I'm going to assume that you know to clear all the rights in advance before you bring somebody else's character into your own story, and just go into the actual storytelling side (something I actually have some experience with, as my first professional book contract was licensed fiction).
So, what I was told right after I signed the contract to write Diablo: Demonsbane was that the rule with licensed fiction is that you have to return the characters and the setting in the condition in which you found them. So, I could have Archangel Tyrael appear and interact with my characters, but I couldn't kill him off, maim him, etc. I could have characters visit Tristram (I actually don't - I picked an undeveloped part of the map called Engstieg and dropped a bunch of pre-conquest Anglo-Saxons there), but I couldn't blow the place up.
You're looking at similar restrictions. You can bring somebody else's character (with their creator's permission, of course) into your story, have them interact with your own characters, and integrate them into the storyline. But, unless their creator wants to develop them in some manner in your story, you must return them as you found them (so, they have to be the same person at the end of the crossover as they were at the beginning).

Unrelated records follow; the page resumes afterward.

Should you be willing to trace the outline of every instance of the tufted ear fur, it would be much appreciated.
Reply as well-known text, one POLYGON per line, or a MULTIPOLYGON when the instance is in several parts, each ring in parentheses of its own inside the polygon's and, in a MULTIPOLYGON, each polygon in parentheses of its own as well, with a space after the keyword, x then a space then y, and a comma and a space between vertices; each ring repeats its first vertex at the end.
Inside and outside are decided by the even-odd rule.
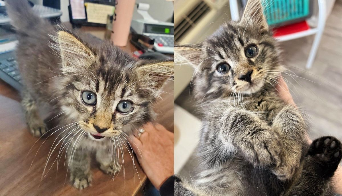
POLYGON ((259 27, 261 30, 268 30, 268 25, 264 15, 261 3, 262 0, 248 0, 240 23, 247 23, 259 27))
POLYGON ((142 61, 136 71, 142 82, 153 90, 159 90, 167 80, 173 76, 173 60, 158 63, 142 61))
POLYGON ((57 34, 56 39, 59 44, 63 70, 87 66, 94 59, 94 53, 75 36, 64 31, 57 34))
POLYGON ((197 67, 201 61, 203 47, 197 45, 175 45, 175 62, 180 64, 189 64, 194 68, 197 67))

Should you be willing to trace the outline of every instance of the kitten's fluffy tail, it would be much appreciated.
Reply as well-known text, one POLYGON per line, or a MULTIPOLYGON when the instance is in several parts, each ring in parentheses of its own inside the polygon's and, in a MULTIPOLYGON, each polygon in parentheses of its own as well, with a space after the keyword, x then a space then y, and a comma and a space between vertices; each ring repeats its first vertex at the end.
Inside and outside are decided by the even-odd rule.
POLYGON ((41 23, 42 19, 34 12, 27 0, 7 0, 5 3, 11 24, 17 30, 25 31, 41 23))

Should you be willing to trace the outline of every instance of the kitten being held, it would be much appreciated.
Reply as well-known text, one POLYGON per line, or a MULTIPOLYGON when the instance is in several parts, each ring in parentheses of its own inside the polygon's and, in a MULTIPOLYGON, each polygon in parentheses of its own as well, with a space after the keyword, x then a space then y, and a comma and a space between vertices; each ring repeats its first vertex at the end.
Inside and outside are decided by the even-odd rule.
POLYGON ((151 105, 173 75, 172 60, 137 61, 111 42, 53 26, 26 0, 6 3, 18 36, 22 103, 32 134, 47 131, 38 108, 47 103, 58 119, 56 129, 67 138, 74 186, 90 185, 92 151, 105 173, 118 171, 119 152, 113 151, 135 127, 153 120, 151 105))
POLYGON ((340 142, 309 146, 304 114, 280 97, 280 50, 259 0, 240 21, 222 25, 199 45, 175 48, 176 61, 193 65, 194 91, 204 118, 194 182, 175 195, 330 195, 340 142))

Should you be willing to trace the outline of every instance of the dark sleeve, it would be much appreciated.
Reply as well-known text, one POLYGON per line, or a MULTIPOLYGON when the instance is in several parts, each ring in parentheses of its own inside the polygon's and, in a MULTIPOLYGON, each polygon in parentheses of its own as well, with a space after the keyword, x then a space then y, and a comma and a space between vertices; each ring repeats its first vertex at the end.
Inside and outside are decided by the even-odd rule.
POLYGON ((174 176, 171 176, 167 179, 159 189, 160 196, 173 196, 173 185, 174 176))

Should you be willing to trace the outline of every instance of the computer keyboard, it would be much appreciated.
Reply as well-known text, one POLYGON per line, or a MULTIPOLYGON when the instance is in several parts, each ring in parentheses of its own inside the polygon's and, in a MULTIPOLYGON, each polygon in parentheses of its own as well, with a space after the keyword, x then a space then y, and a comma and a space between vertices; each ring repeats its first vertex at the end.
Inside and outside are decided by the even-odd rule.
POLYGON ((167 54, 173 53, 173 35, 146 33, 143 34, 154 39, 153 48, 156 51, 167 54))
POLYGON ((0 78, 17 90, 21 90, 21 77, 14 51, 0 54, 0 78))

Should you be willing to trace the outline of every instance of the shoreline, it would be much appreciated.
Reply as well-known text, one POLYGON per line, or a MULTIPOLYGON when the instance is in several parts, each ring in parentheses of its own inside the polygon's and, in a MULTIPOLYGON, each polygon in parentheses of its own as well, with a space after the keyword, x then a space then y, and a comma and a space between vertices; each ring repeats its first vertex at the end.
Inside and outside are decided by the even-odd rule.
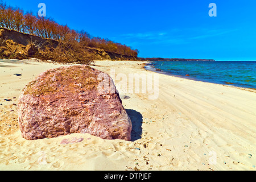
MULTIPOLYGON (((122 101, 133 122, 133 141, 103 140, 88 134, 27 140, 21 136, 13 104, 39 73, 65 65, 28 63, 0 71, 0 169, 256 170, 255 93, 156 73, 159 92, 154 100, 147 93, 124 92, 120 80, 115 80, 119 94, 130 97, 122 101), (84 140, 61 144, 74 137, 84 140)), ((94 64, 92 67, 109 75, 111 69, 115 75, 152 73, 141 61, 94 64)))
MULTIPOLYGON (((149 61, 147 61, 147 62, 148 63, 150 63, 150 62, 149 62, 149 61)), ((159 74, 163 74, 163 75, 168 75, 168 76, 170 76, 177 77, 179 77, 179 78, 182 78, 188 79, 188 80, 194 80, 194 81, 201 81, 201 82, 211 83, 211 84, 214 84, 221 85, 223 85, 225 86, 230 86, 230 87, 237 88, 238 89, 245 90, 247 90, 249 92, 256 93, 256 88, 242 87, 242 86, 239 86, 237 85, 233 85, 233 84, 222 84, 220 82, 214 82, 213 81, 212 82, 210 82, 210 81, 205 81, 203 80, 200 80, 200 78, 191 78, 190 77, 187 77, 185 76, 172 75, 171 73, 168 73, 168 72, 162 71, 156 71, 155 67, 151 65, 150 65, 150 64, 148 64, 148 65, 146 65, 145 64, 144 69, 146 70, 148 70, 148 71, 151 71, 151 72, 153 72, 155 73, 159 73, 159 74), (147 68, 146 68, 147 67, 148 67, 151 68, 151 69, 147 69, 147 68)))

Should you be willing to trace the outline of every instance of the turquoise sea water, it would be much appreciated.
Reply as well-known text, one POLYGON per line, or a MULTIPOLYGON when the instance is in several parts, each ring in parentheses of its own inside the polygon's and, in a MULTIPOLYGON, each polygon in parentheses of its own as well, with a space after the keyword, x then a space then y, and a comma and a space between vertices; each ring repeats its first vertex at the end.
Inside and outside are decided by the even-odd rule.
POLYGON ((167 75, 256 89, 256 61, 151 61, 146 66, 149 70, 156 68, 167 75))

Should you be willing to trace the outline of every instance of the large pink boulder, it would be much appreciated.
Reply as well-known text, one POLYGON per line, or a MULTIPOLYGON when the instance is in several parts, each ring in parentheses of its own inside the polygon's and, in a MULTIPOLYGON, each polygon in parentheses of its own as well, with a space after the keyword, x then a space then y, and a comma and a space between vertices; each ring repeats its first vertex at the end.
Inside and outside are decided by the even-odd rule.
POLYGON ((71 133, 131 139, 131 120, 112 79, 89 66, 41 73, 23 90, 18 107, 22 135, 28 140, 71 133))

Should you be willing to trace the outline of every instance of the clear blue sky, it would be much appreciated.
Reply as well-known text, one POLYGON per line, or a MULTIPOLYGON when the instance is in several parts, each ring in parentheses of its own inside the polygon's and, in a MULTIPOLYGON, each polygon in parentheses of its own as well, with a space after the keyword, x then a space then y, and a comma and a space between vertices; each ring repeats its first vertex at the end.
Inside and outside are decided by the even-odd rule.
POLYGON ((139 57, 256 60, 255 0, 6 0, 140 51, 139 57), (210 17, 209 3, 217 5, 210 17))

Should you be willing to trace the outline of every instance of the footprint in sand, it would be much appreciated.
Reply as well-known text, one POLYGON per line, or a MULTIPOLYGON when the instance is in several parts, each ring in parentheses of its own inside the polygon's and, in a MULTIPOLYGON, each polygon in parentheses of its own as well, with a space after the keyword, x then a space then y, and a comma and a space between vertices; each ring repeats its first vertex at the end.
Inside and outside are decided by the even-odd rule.
POLYGON ((52 166, 55 168, 59 168, 60 167, 60 164, 57 161, 52 164, 52 166))

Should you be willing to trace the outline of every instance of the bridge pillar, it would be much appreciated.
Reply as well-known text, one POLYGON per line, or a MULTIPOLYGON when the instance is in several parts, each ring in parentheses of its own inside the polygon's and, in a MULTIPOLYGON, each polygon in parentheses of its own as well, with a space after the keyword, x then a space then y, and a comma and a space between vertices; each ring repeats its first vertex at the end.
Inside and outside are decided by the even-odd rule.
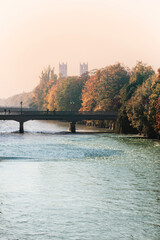
POLYGON ((71 133, 75 133, 76 132, 76 122, 70 122, 69 123, 69 131, 71 133))
POLYGON ((19 122, 19 133, 24 133, 23 124, 24 124, 24 122, 19 122))

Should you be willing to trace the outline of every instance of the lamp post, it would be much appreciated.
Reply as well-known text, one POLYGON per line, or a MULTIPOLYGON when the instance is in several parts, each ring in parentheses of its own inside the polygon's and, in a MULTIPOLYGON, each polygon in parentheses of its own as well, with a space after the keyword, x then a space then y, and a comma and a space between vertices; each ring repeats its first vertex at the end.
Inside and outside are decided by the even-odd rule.
POLYGON ((74 104, 75 104, 75 102, 70 102, 70 105, 71 105, 71 111, 73 111, 73 109, 74 109, 74 104))
POLYGON ((23 104, 23 102, 21 101, 20 104, 21 104, 21 115, 22 115, 22 104, 23 104))

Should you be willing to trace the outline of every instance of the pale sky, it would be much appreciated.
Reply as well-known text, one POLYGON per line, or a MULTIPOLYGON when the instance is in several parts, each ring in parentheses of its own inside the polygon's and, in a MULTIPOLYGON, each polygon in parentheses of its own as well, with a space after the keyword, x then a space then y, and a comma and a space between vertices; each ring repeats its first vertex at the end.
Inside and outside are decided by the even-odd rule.
POLYGON ((0 98, 31 91, 43 68, 68 75, 137 61, 160 67, 160 0, 0 0, 0 98))

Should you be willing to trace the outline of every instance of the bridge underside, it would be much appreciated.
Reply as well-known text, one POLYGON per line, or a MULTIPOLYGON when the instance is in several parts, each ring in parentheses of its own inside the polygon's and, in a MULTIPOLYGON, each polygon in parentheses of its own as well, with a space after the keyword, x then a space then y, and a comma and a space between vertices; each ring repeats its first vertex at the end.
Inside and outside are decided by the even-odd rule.
POLYGON ((69 122, 69 131, 76 132, 76 122, 83 120, 112 120, 117 119, 117 112, 21 112, 0 114, 0 120, 19 122, 19 132, 24 133, 24 122, 30 120, 60 120, 69 122))

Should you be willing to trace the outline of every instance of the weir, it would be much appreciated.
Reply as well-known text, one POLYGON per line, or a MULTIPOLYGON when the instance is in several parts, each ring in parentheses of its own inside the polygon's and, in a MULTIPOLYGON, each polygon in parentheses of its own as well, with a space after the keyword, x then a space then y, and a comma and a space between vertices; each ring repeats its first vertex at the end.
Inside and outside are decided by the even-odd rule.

What I was provided for Demonsbane was called a "bible" - literally, a guide to the setting and established characters that I would be allowed to use that told me everything I needed to know (and, as a result, I knew there would be a Diablo 3 back in 2000, because they put in a section of "what happens after Diablo 2, and please don't make reference to this unless you absolutely have to"). Ideally, you want to get one of these from the creator of each character you use so that you have a full rundown of who that character is, how they see the world, what they want, and how they are likely to react under stress, etc.
And then you use that material to build your story.